Professor Íhsanoğlu was born in Cairo and studied at the city’s Ain Shams University where he completed Bachelors and Masters degrees in Chemistry. He then went on to Ankara University in Turkey to complete a PhD. From there he came to the University of Exeter where he spent two years as a Research Fellow.
Professor Íhsanoğlu has pioneered activities relating to research and publishing and has organised congresses in various fields, including history of the arts and sciences and intercultural relations. He became the first professor and founding Head of the Department of History of Science at Istanbul University. He is the founding Director-General of the Research Centre for Islamic History, Culture and Arts and also the founding Chairman of the Turkish Society for History of Science.
He is a member of various international societies, academies and institutes, and editorial boards of many journals. He has written numerous books and papers on the history of science, Islamic culture, Turkish culture, and relations between the Muslim world and the West, some of which were translated into various languages. He has been conferred with honorary doctorates by universities and also civil medals and honours by various countries.
Born Steven Demetre Georgiou, the son of a Greek Cypriot father and Swedish mother, Yusuf Islam grew up in the heart of London’s theatre district. While studying at art college he was auditioned by record producer Mike Hurst. The resulting tracks were so impressive that the young artist – now known as Cat Stevens – was selected to launch the new Deram label, which also signed new British talent David Bowie. Cat Stevens went on to become one of the biggest solo artists of the 1960s and 1970s, penning such classics as Matthew & Son, Moonshadow, Wild World and Father & Son and selling over 50 million LPs.

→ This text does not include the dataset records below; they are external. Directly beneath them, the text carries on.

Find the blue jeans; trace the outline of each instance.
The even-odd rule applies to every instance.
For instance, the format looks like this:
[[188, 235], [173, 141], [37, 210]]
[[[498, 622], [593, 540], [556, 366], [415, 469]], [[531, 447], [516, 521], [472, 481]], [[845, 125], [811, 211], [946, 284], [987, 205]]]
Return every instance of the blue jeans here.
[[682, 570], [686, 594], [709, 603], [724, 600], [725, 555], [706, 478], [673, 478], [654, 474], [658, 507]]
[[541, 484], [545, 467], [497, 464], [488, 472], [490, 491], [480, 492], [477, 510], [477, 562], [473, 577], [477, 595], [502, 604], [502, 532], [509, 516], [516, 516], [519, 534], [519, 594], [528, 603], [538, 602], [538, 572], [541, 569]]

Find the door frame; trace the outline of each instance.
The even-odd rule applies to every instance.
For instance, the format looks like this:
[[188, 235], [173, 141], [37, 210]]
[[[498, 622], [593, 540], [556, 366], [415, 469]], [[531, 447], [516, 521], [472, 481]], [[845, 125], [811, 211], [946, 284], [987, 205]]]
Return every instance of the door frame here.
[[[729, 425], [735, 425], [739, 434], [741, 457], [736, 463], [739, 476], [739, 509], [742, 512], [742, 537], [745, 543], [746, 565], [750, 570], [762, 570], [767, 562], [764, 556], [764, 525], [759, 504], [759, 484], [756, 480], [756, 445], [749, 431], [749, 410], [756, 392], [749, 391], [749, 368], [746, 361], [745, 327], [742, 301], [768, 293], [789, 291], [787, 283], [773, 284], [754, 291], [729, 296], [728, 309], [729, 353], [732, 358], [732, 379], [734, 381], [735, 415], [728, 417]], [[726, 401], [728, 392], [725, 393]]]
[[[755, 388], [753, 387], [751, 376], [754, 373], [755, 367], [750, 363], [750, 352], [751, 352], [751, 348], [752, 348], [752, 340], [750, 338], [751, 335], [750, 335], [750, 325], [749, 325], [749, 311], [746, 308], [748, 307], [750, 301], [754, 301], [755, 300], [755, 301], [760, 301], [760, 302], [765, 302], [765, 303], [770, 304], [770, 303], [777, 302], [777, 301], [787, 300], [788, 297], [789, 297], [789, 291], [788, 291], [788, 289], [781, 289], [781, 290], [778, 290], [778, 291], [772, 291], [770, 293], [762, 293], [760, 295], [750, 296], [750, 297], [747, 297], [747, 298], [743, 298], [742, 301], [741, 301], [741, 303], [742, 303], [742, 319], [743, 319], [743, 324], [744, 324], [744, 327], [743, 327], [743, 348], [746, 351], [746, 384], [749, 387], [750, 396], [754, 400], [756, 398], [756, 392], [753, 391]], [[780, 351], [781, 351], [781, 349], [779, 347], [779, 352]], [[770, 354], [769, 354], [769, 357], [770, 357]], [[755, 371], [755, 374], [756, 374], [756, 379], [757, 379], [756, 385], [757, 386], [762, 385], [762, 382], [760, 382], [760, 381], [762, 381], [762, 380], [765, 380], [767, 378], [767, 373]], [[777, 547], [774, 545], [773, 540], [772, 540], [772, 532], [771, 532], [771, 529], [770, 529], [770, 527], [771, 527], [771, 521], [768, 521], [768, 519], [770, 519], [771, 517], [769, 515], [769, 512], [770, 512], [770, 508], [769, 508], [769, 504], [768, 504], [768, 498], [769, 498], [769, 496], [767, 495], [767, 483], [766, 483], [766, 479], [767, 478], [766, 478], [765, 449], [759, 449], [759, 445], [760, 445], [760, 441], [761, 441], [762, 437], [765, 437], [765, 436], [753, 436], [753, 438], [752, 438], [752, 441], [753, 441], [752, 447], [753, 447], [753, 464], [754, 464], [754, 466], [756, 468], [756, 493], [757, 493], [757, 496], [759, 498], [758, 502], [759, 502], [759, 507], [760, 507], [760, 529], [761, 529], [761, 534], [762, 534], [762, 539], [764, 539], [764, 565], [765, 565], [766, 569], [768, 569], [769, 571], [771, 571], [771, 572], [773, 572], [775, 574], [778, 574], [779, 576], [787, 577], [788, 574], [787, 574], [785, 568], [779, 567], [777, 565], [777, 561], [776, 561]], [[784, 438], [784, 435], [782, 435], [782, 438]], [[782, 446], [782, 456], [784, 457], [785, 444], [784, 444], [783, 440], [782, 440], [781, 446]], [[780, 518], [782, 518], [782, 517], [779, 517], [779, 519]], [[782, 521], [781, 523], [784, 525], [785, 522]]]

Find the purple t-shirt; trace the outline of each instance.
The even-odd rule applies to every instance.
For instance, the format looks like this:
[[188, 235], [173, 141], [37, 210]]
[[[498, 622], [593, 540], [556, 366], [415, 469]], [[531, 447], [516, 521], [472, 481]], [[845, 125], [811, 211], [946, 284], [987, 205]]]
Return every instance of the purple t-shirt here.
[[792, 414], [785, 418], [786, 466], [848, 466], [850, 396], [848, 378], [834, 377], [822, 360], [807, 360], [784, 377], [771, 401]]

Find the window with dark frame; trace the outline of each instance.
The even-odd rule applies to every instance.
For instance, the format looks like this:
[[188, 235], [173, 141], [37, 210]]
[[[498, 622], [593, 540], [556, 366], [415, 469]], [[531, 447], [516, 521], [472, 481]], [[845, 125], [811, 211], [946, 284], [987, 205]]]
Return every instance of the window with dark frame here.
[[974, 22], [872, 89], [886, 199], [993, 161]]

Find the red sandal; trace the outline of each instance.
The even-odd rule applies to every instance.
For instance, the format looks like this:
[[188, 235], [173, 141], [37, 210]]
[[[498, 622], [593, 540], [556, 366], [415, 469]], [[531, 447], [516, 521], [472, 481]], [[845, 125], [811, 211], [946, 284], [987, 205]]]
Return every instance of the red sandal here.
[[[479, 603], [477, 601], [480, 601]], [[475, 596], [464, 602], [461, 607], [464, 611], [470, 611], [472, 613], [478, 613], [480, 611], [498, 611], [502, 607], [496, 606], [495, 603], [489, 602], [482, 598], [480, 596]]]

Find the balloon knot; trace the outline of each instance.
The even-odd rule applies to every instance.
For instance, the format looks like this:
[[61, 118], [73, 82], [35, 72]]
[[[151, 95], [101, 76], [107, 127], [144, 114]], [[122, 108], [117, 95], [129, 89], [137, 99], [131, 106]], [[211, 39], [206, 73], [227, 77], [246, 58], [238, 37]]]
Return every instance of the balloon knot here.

Following a bout of TB he undertook an ongoing search for peace and spiritual truth. After almost drowning in the Pacific Ocean at Malibu he received a translation of the Qur’an from his elder brother, David. His quest for answers was fulfilled and he embraced Islam in 1977. He changed his name to Yusuf Islam and walked away from the music business to start a new life and raise a family. Today, Yusuf Islam is arguably one of the world’s most famous converts to Islam.
His pioneering work in education and tireless support for humanitarian causes has received international recognition, including being honoured with the ‘Man for Peace’ award in 2004 by a committee of Nobel peace laureates. His critically acclaimed album, An Other Cup, released in late 2006 with the aim of inspiring bridge-building and understanding across cultures and faiths, has attained Gold and Platinum status across Europe. In May 2007, Yusuf Islam was awarded the Ivor Novello award for Outstanding Song Collection.